Got excited to see if I can try and get some decent performance on it.
The first iteration renders a full RGB scene then converts it using floyd bernstein dithering, but given the ray casting rendering algo I think I can just skip that and simply use 1-bit textures.
So I made a build that renders the walls directly to the PDs 1-bit buffer skipping all the RGB stuff. It dose'nt look quite as fancy but I was hoping this one might run decent.
Its sitting here rayCasterv8_fasterNoDit.zip - Google Drive
I've bumped the version to 1.8.
I've also got a version that renders floors sitting here:
Version is set to 1.9
I'd be very curious to see if this makes it run decent if so it might be a strategy I could use to continue build the game out on. I know you already tested a lot of stuff here so totally understand if you dont wanna spend more time on this but If your curious as well then please try it out and let me know how it runs.
I posted a build that should perform a lot better. Or so I hope If you feel like trying it out I would again be very grateful
Hey Jimmie, FYI turns out it's the build number you have to increment to update on sideload properly...
Just testing this out now...
The frame rate seems significantly impacted when the screen is occupied by wall. It runs at an interactive frame rate when the wall is far away.
Thanks a million for helping out and testing it!
I would imagine that the hit is a result of cache misses, the raycaster renders vertical stripes of the walls. The buffer of the PDs bitmap as well as the textures are layed out in memory as rows of X. So each time the raycaster wants to write a stripe it will constantly make a hit cache. I think this could be fixed by rendering it all out in some temporary structure and then copying it row by row instead, that way it should be much more cache friendly. Ill try and have a go at it
Really appreciate you taking the time and helping out! I do hope my ebay buy comes through then I can stop pestering people on the forums to help me like this
There have been a couple of raycasters in the past, I'm trying hard to recall who made them. I do recall you're right that performance was limited by cache hits though I can't remember how one restructured to work around it. Iirc it achieved 40fps afterwards.
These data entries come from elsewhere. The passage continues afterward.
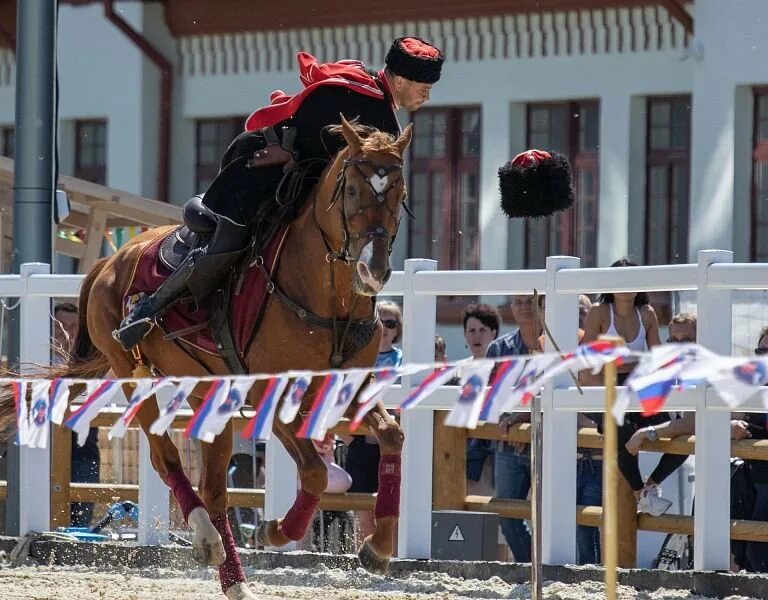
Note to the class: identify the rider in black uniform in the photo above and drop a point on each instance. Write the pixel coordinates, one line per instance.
(249, 190)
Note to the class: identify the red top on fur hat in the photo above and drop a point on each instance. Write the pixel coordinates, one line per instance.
(416, 47)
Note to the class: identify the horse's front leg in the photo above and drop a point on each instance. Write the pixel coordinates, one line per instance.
(213, 488)
(377, 549)
(313, 476)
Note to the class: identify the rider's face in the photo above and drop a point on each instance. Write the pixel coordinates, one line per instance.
(410, 95)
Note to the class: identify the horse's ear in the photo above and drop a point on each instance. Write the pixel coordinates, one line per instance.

@matt - Yeah I think its being capped by fetching from memory as the pixels it wants to touch are always out of cache due to the way its layed out it memory. I think I can either rewrite the raycaster so it stores and then reuses calculated values, working its way from x = 0 to x = 399 when drawing rather than at every pixel X it stops at it dives down the Y-axis. If thats to tricky, I can probably store it temporarly in a layout that allows me to just mem-cpy all of it later on.
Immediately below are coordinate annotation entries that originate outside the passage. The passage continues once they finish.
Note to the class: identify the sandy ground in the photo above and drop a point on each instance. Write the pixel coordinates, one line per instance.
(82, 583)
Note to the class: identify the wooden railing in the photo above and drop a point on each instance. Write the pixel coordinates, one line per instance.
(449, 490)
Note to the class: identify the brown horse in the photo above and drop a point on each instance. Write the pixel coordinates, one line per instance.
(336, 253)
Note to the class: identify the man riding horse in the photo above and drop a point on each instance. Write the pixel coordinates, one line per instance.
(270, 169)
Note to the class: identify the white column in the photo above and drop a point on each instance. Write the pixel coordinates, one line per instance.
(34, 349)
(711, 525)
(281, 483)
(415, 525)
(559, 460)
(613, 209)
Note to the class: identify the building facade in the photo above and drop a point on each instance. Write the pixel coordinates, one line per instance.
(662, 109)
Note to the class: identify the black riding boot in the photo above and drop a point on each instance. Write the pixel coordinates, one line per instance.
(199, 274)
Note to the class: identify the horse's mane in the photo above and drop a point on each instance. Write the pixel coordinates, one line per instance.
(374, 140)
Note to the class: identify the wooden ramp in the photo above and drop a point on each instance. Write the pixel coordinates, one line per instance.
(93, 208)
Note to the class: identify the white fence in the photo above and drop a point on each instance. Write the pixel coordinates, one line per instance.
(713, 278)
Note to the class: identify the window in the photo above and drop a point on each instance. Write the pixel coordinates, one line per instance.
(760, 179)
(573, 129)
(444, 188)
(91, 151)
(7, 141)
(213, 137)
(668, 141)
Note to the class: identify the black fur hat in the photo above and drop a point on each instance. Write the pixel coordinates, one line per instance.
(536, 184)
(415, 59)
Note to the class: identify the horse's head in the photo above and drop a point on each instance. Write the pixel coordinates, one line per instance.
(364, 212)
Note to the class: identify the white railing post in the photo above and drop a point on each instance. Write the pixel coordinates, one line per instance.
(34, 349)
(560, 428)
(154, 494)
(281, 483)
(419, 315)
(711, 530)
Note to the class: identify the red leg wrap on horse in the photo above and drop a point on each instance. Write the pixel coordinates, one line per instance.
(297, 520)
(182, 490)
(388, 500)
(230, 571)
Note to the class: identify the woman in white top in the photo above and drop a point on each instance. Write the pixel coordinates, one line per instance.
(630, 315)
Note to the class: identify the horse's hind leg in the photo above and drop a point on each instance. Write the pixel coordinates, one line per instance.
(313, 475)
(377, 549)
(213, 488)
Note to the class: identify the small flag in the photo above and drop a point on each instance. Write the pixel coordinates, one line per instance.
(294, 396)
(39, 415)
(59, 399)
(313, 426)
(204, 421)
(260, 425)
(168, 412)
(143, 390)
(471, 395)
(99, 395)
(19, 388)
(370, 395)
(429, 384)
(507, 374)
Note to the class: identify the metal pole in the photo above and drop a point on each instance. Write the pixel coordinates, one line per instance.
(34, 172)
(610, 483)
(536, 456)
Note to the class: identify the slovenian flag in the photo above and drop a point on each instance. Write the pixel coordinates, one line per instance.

Happy to hear that there are raycasters before that have achieved high frame rates, sounds likely that I should be able to do it as well.
@AlexMay - Seems like my playdate has been shipped from e-bay (yeah I caved in, I've been waiting a year already... ) so once it ships I'll be able to do testing myself.
I'd like to try and make a better performing one though, so I might post a new version here. Hope your not to tired of testing it out
@AlexMay - Posted a new build which I hope should make the wall rendering faster, its sitting here
I've bumped the version (1.10) and I've set the buildNumber to 2 in the pdxinfo file (I never set the buildNumber before so I'm kind of assuming it would default to 1 then?).
This one pre-calculates the ray probing sent out from X = 0 to X = 399 and stores all the data needed to draw all the horizontal wall stripes on the heap. After doing that it is possible to fill out the playdates draw buffer from X = 0 to X = 399 (linear manner) rather than jumping around in the draw buffer for each pixel it renders. Hopefully the renderer has small enough stacks everywhere to be able to do the data pre-fetching to get some gains (I would imagine if you fill up your stack with lots of fluff in the rendering loop, there wont be enough space in the L1/L2 caches of the cpu to do any prefetching anyways... Bit hard to say without diving deeper).
TL;DR - it should be faster, but its theoretical and could very well not be because its kinda hard to estimate
I'd love to see if this makes it run any better, especially when there is a lot of walls filling up screen.
Thanks again for taking the time and helping me
Ok finally made time to try this, sorry for the delay! It's still pretty slow, arguably a bit better when walls fill the screen, but maybe slower when they're far off? Overall I'd say better though.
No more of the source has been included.